Alas, Nader’s vision has not come to pass, though a funhouse-mirror version of it can be seen in the pseudo-populist Tea Party movement instigated by some very different billionaires, the rightwing Koch Brothers. Yet McIntyre and CTJ are still on the scene and re-fighting the battles of the 1980s. Now, as then, CTJ stands out for naming names—listing the specific large corporations that pay little or no federal income taxes.

CTJ has just released a preview of its new study of corporate tax avoidance that identifies a dozen major companies—including the likes of General Electric, DuPont and Wells Fargo—that together paid less than nothing in federal income taxes over the past three years. The dirty dozen had total U.S. pretax profits of $171 billion for the period but had a combined effective tax rate of negative 1.5 percent.

Had these companies paid the full 35 percent statutory corporate rate, CTJ notes, their combined tax bill would have been about $60 billion. Instead, they got $2.5 billion from Uncle Sam. The $62 billion difference exacerbated the country’s budget deficits and national debt.

It would be comforting to imagine that brazen corporate tax avoidance is leading us to a replay of the backlash of 1986, with changes to the tax code that force big business to pay something closer to its fair share of the costs of running a government that treats it so well.

Unfortunately, that now seems as unlikely as Nader’s rebellion of the billionaires—and the reason is not just the intransigence of Republicans. The Obama Administration has adopted the bizarre position that any revenue gains from the elimination of business tax subsidies should be used to fund new reductions in the statutory corporate tax rate, which virtually no large companies pay.

In other words, the debate over corporate tax reform within the Washington establishment is between the Obama Administration’s “revenue-neutral” approach and the desire of the Republicans to shrink corporate tax liability to a point at which it can be given the Grover Norquist drowning-in-the-bathtub treatment. Corporate taxes account for less than 9 percent of federal revenues, so we have already moved far in that direction.

CTJ, to its credit, is calling for a revenue-positive approach to corporate tax reform to help alleviate the country’s fiscal problems, as are other progressive groups such as the new US Uncut movement. But there are more fundamental reasons to make business pay more.

The windfall profits produced by tax dodging also serve to enhance the overall power of large corporations and make it easier for them to engage in anti-social behavior.
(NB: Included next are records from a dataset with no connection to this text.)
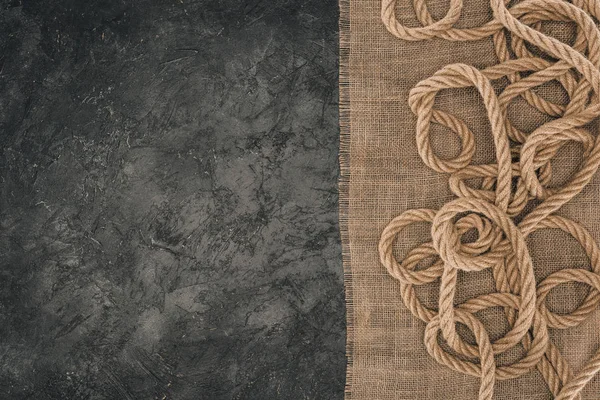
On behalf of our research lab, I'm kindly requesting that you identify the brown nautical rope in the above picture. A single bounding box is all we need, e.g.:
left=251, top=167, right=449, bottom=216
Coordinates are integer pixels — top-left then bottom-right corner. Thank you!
left=379, top=0, right=600, bottom=399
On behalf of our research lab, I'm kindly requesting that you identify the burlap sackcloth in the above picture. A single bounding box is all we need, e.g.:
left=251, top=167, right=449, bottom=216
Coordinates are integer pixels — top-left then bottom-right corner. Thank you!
left=340, top=0, right=600, bottom=400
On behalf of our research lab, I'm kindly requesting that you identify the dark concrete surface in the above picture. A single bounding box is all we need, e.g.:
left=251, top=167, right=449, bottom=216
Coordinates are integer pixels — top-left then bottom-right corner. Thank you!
left=0, top=0, right=345, bottom=400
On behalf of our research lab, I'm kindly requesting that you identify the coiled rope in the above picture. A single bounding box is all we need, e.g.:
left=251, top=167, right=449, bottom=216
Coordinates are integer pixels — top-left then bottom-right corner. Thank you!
left=379, top=0, right=600, bottom=400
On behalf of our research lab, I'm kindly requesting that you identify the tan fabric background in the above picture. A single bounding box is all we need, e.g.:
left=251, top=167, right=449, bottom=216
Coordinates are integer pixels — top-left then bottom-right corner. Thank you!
left=340, top=0, right=600, bottom=400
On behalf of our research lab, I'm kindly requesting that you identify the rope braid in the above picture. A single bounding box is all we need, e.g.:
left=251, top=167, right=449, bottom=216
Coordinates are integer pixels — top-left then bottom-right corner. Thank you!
left=379, top=0, right=600, bottom=400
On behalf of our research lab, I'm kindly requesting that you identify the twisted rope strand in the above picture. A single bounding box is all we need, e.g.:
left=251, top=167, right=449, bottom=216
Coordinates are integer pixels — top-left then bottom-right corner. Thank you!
left=379, top=0, right=600, bottom=400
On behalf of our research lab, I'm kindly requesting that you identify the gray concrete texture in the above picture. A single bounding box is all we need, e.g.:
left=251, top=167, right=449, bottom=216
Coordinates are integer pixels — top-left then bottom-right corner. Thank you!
left=0, top=0, right=346, bottom=400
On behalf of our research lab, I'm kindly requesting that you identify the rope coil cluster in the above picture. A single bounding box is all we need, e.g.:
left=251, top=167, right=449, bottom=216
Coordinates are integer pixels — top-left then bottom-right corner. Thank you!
left=379, top=0, right=600, bottom=400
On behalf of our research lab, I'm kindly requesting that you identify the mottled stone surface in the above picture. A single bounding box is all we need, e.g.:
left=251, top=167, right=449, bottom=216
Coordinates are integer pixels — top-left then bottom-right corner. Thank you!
left=0, top=0, right=345, bottom=400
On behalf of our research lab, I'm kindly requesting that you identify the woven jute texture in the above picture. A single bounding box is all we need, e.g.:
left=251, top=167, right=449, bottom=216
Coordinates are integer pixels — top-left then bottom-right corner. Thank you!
left=340, top=0, right=600, bottom=400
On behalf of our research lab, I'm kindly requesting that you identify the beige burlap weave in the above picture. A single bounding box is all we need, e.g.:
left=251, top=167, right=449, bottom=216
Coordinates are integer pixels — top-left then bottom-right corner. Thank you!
left=340, top=0, right=600, bottom=399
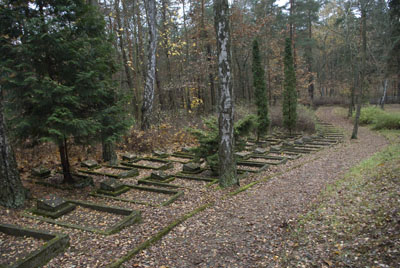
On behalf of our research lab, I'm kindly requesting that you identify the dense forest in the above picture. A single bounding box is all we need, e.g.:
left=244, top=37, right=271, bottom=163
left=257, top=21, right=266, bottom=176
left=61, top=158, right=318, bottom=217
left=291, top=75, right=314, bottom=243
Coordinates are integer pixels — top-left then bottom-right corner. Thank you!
left=0, top=0, right=400, bottom=205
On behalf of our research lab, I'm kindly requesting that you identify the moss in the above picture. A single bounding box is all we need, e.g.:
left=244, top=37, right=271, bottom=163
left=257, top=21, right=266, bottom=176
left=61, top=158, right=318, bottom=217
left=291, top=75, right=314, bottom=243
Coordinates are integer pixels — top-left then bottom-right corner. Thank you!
left=107, top=202, right=214, bottom=268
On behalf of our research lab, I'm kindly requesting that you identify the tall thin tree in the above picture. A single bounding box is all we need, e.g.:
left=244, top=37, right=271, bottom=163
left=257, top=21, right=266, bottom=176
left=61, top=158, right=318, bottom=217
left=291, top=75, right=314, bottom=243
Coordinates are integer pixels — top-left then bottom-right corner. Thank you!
left=351, top=0, right=368, bottom=139
left=141, top=0, right=157, bottom=130
left=214, top=0, right=239, bottom=187
left=282, top=38, right=297, bottom=134
left=253, top=39, right=269, bottom=140
left=0, top=88, right=25, bottom=207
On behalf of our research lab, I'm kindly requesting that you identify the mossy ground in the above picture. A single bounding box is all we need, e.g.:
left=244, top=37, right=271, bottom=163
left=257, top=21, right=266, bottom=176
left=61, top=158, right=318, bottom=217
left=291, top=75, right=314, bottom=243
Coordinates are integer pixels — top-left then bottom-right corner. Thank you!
left=279, top=130, right=400, bottom=267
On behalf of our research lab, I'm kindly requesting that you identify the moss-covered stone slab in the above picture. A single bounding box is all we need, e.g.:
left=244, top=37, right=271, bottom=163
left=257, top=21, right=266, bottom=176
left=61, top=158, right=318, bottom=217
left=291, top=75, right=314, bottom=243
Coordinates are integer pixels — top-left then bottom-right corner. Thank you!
left=0, top=224, right=69, bottom=268
left=235, top=151, right=251, bottom=160
left=137, top=177, right=185, bottom=189
left=153, top=150, right=169, bottom=158
left=293, top=139, right=304, bottom=145
left=247, top=155, right=288, bottom=166
left=31, top=166, right=51, bottom=179
left=34, top=173, right=94, bottom=190
left=171, top=151, right=195, bottom=159
left=37, top=194, right=68, bottom=212
left=22, top=200, right=141, bottom=235
left=81, top=159, right=100, bottom=169
left=283, top=147, right=315, bottom=154
left=149, top=170, right=172, bottom=182
left=100, top=178, right=124, bottom=192
left=121, top=157, right=173, bottom=170
left=269, top=146, right=282, bottom=152
left=91, top=184, right=183, bottom=207
left=253, top=147, right=269, bottom=154
left=121, top=153, right=138, bottom=161
left=174, top=172, right=216, bottom=182
left=182, top=163, right=202, bottom=174
left=236, top=161, right=269, bottom=173
left=32, top=194, right=76, bottom=219
left=79, top=165, right=139, bottom=179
It is telling that CTJ’s list of major tax avoiders includes several companies—including Boeing and Verizon—that are leading foes of unions and several others—including Exxon Mobil and American Electric Power—that are key environmental villains.

A fatter bottom line for such companies means they have more money to fight stricter regulation and consumer protection, more money to undermine labor organizing drives, more money for dubious mergers and acquisitions that reduce competition, more for lavish executive compensation packages, and of course, more for lobbying and public relations efforts to make sure that overall public policy continues to serve the needs of corporations above all else.

Restoring corporate tax payments to more appropriate levels will not by itself reform big business, but it would make it easier for the rest of us to accomplish that without waiting for a group of retired billionaires to come to the rescue.